Spaces:

OxonTechnologies
/

CSS_EDA_Dashboard

Sleeping

App Files Files Community

CSS_EDA_Dashboard / src /README.md

arash7920

Upload 38 files

e869d90 verified 3 months ago

preview code

raw

history blame contribute delete

12 kB

CANedge Data Lake Python SDK

Production-ready Python package for querying and analyzing CAN/LIN data lakes created from CSS Electronics CANedge MDF4 logs using AWS Athena.

Features

AWS Athena Integration: Query Parquet data using SQL via Athena
CloudFormation Configuration: Automatic configuration from CloudFormation stack outputs
Scalable: Leverage Athena's distributed query engine for large datasets
Type-safe: Full type hints and docstrings
Well-architected: Clean module design with logging and error handling

Installation

# Clone or download project
cd CSS

# Install in development mode
pip install -e .

# Or install from requirements
pip install -r requirements.txt

Prerequisites

AWS Account with:
- CloudFormation stack named datalake-stack (or specify custom name)
- Athena database configured
- S3 bucket with Parquet data
- AWS Glue catalog with table definitions
CloudFormation Stack Outputs: Your datalake-stack must have the following outputs:
- DatabaseName: Athena database name
- S3OutputLocation: S3 location for Athena query results (e.g., s3://bucket/athena-results/)
- WorkGroup: (Optional) Athena workgroup name
- Region: (Optional) AWS region
AWS Credentials:
- AWS CLI configured: aws configure
- Or IAM role (for EC2/ECS/Lambda)
- Or environment variables

Quick Start

Option 1: Using Explicit Credentials (Recommended for Testing)

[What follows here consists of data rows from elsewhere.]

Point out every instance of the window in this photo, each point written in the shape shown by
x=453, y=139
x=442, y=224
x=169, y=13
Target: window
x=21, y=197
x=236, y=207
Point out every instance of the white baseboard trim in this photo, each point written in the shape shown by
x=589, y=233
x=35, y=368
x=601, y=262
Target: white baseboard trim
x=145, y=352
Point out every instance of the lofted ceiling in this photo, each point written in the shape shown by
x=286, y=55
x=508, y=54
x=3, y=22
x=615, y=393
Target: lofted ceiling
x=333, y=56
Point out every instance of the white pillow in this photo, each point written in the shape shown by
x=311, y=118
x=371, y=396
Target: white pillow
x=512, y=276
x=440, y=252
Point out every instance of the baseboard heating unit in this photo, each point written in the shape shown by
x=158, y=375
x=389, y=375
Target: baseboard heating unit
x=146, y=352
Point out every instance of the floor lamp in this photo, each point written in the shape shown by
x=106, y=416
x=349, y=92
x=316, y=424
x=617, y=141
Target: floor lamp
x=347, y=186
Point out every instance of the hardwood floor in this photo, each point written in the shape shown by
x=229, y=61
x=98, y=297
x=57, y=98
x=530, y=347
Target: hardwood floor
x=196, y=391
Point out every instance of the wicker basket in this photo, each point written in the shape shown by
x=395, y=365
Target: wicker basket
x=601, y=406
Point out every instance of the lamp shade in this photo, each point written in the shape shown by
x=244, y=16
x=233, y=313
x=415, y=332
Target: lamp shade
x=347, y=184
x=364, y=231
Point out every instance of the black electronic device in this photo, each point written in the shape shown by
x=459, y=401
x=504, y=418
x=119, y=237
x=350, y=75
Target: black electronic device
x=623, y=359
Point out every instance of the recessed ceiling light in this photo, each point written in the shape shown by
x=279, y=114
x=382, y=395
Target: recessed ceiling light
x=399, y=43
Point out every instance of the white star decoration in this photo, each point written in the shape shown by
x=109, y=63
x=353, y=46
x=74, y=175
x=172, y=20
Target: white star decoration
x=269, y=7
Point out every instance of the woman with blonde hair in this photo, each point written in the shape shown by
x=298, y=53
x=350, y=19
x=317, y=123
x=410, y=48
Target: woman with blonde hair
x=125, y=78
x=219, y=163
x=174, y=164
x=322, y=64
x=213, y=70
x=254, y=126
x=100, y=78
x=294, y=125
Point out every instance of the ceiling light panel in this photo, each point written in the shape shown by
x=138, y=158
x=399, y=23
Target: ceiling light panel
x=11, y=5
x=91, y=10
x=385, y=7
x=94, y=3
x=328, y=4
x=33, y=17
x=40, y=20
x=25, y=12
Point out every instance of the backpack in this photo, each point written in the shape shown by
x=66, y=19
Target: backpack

from datalake.config import DataLakeConfig
from datalake.athena import AthenaQuery
from datalake.catalog import DataLakeCatalog
from datalake.query import DataLakeQuery

# Load config with explicit credentials
config = DataLakeConfig.from_credentials(
    database_name="dbparquetdatalake05",
    workgroup="athenaworkgroup-datalake05",
    s3_output_location="s3://canedge-raw-data-parquet/athena-results/",
    region="eu-north-1",
    access_key_id="YOUR_ACCESS_KEY_ID",
    secret_access_key="YOUR_SECRET_ACCESS_KEY",
)

# Initialize Athena and catalog
athena = AthenaQuery(config)
catalog = DataLakeCatalog(athena, config)
query = DataLakeQuery(athena, catalog)

# List devices
devices = catalog.list_devices()
print(f"Devices: {devices}")

# Query data
df = query.read_device_message(
    device_id="device_001",
    message="EngineData",
    date_range=("2024-01-15", "2024-01-20"),
    limit=1000
)
print(f"Loaded {len(df)} records")

Option 2: Using CloudFormation Stack

from datalake.config import DataLakeConfig
from datalake.athena import AthenaQuery
from datalake.catalog import DataLakeCatalog
from datalake.query import DataLakeQuery

# Load config from CloudFormation stack
config = DataLakeConfig.from_cloudformation(
    stack_name="datalake-stack",
    region=None,  # Auto-detect from stack or use default
    profile=None,  # Use default profile or IAM role
)

# Initialize Athena and catalog
athena = AthenaQuery(config)
catalog = DataLakeCatalog(athena, config)
query = DataLakeQuery(athena, catalog)

Configuration

Option 1: Using Explicit Credentials

For direct access with AWS credentials:

config = DataLakeConfig.from_credentials(
    database_name="dbparquetdatalake05",
    workgroup="athenaworkgroup-datalake05",
    s3_output_location="s3://canedge-raw-data-parquet/athena-results/",
    region="eu-north-1",
    access_key_id="AKIARJQJFFVASPMSGNNY",
    secret_access_key="YOUR_SECRET_KEY",
)

Parameters:

database_name: Athena database name
workgroup: Athena workgroup name
s3_output_location: S3 path for query results (must end with /)
region: AWS region
access_key_id: AWS access key ID
secret_access_key: AWS secret access key

Option 2: Using CloudFormation Stack

CloudFormation Stack Setup

Your CloudFormation stack (datalake-stack) should output:

Outputs:
  DatabaseName:
    Description: Athena database name
    Value: canedge_datalake
  
  S3OutputLocation:
    Description: S3 location for Athena query results
    Value: s3://my-bucket/athena-results/
  
  WorkGroup:
    Description: Athena workgroup name (optional)
    Value: primary
  
  Region:
    Description: AWS region
    Value: us-east-1

Loading Configuration

from datalake.config import DataLakeConfig

# Load from CloudFormation stack (default: 'datalake-stack')
config = DataLakeConfig.from_cloudformation()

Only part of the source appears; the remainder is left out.